None of these make prompt injection impossible. They just move the failure modes to places where traditional security controls can actually see them.

What to take away

The OpenClaw security situation is not a verdict on autonomous agents as a category. It is a stress test of what happens when a powerful runtime ships with security as a second priority, goes viral, and ends up on tens of thousands of machines before anyone figures out how to govern it.

If you are running OpenClaw, the baseline action is straightforward. Update to 2026.2.26 or later. Move the runtime off your primary workstation. Use dedicated, short-lived credentials. Audit installed skills and remove anything you are not actively using. Put the gateway behind a VPN or Tailscale rather than exposing it to the open internet.

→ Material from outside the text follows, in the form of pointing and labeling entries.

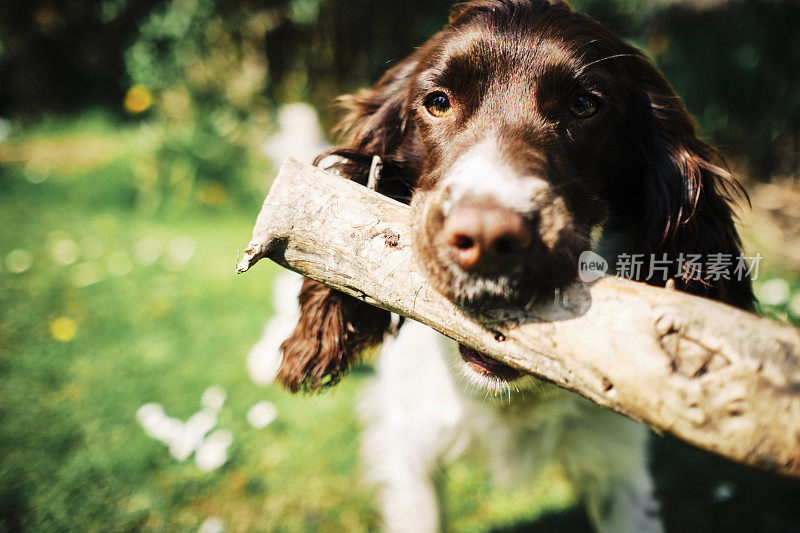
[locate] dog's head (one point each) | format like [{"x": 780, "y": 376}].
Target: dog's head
[{"x": 520, "y": 128}]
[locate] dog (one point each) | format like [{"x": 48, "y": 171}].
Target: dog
[{"x": 522, "y": 134}]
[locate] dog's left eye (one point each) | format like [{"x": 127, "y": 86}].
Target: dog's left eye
[
  {"x": 438, "y": 105},
  {"x": 584, "y": 105}
]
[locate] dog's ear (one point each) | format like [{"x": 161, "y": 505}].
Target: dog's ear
[
  {"x": 375, "y": 120},
  {"x": 332, "y": 331},
  {"x": 689, "y": 194},
  {"x": 335, "y": 328}
]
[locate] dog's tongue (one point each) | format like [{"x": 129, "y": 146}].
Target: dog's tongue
[{"x": 484, "y": 364}]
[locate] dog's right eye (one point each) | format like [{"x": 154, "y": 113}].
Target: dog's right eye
[{"x": 438, "y": 105}]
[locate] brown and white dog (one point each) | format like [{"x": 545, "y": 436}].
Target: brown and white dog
[{"x": 521, "y": 134}]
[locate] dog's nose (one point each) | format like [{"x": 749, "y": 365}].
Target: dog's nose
[{"x": 485, "y": 238}]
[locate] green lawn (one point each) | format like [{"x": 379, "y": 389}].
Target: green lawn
[{"x": 90, "y": 330}]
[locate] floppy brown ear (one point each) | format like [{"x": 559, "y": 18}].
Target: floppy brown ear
[
  {"x": 690, "y": 195},
  {"x": 332, "y": 331},
  {"x": 335, "y": 328}
]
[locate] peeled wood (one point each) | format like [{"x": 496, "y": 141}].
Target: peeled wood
[{"x": 720, "y": 378}]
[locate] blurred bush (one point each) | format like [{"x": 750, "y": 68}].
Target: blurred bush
[{"x": 203, "y": 70}]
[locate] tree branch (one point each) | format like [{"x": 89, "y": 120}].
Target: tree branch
[{"x": 720, "y": 378}]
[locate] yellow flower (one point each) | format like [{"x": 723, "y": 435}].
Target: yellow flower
[
  {"x": 63, "y": 329},
  {"x": 138, "y": 99}
]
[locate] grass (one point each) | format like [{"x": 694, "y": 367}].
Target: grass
[{"x": 91, "y": 330}]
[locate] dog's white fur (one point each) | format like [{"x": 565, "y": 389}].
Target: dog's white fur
[{"x": 425, "y": 408}]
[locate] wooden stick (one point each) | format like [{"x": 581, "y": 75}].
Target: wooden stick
[{"x": 720, "y": 378}]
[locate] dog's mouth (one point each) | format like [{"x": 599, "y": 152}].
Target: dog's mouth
[{"x": 485, "y": 366}]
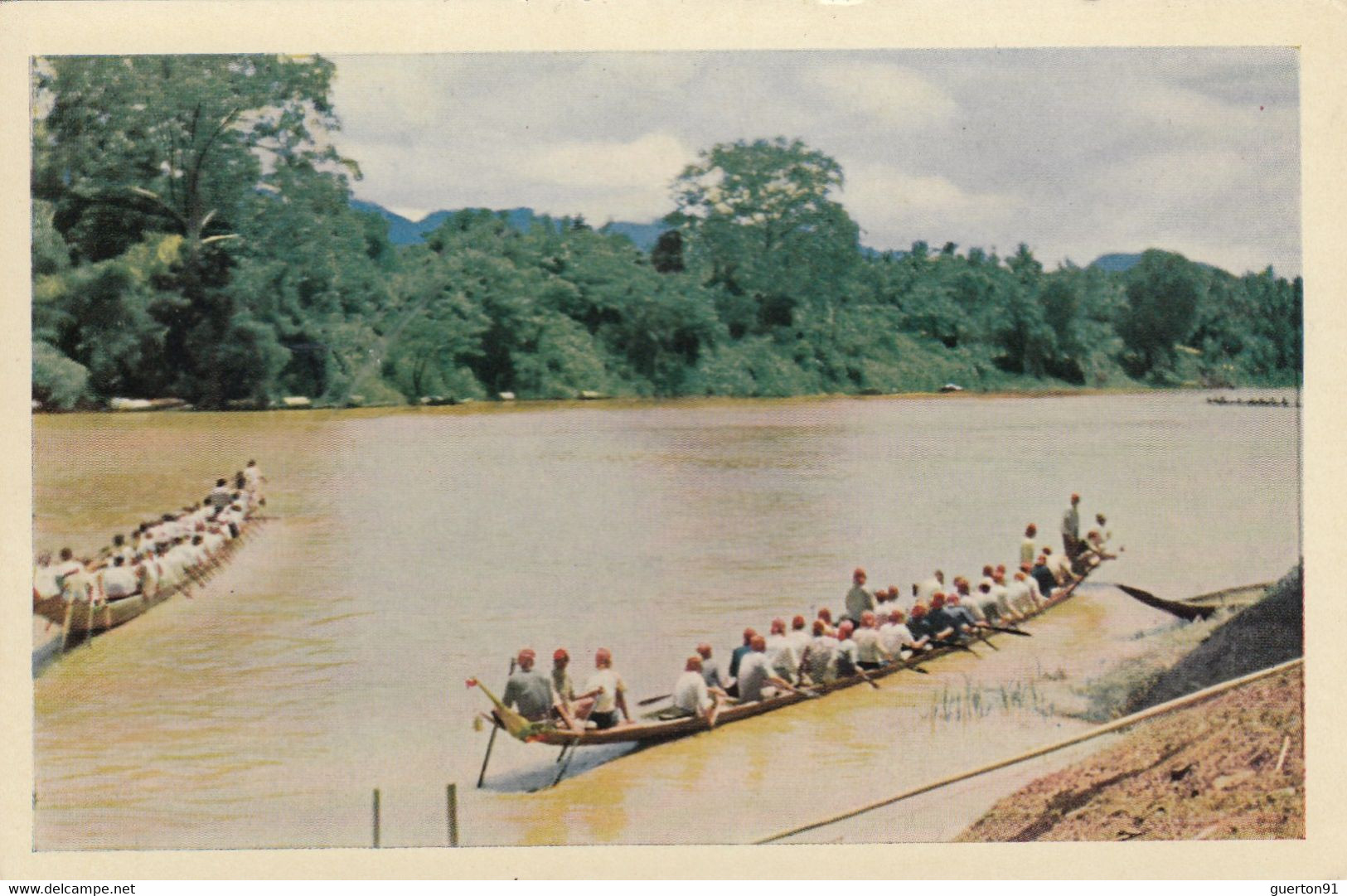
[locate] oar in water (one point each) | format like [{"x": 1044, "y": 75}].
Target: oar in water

Treat the agent as a privileged identity and monitor its network egress like you would a production service account.

If you are evaluating whether to deploy an agent framework at all, the Microsoft guidance is the useful frame. Ask what the blast radius looks like when (not if) the agent is compromised through prompt injection, a malicious skill, or a zero-day. If that answer is “our entire cloud environment,” the deployment model needs to change before the tool does. The 2026 security reports are not telling you to avoid agents. They are telling you to build for the reality that agents will be compromised, and to make sure that compromise is a contained event rather than a company-wide one.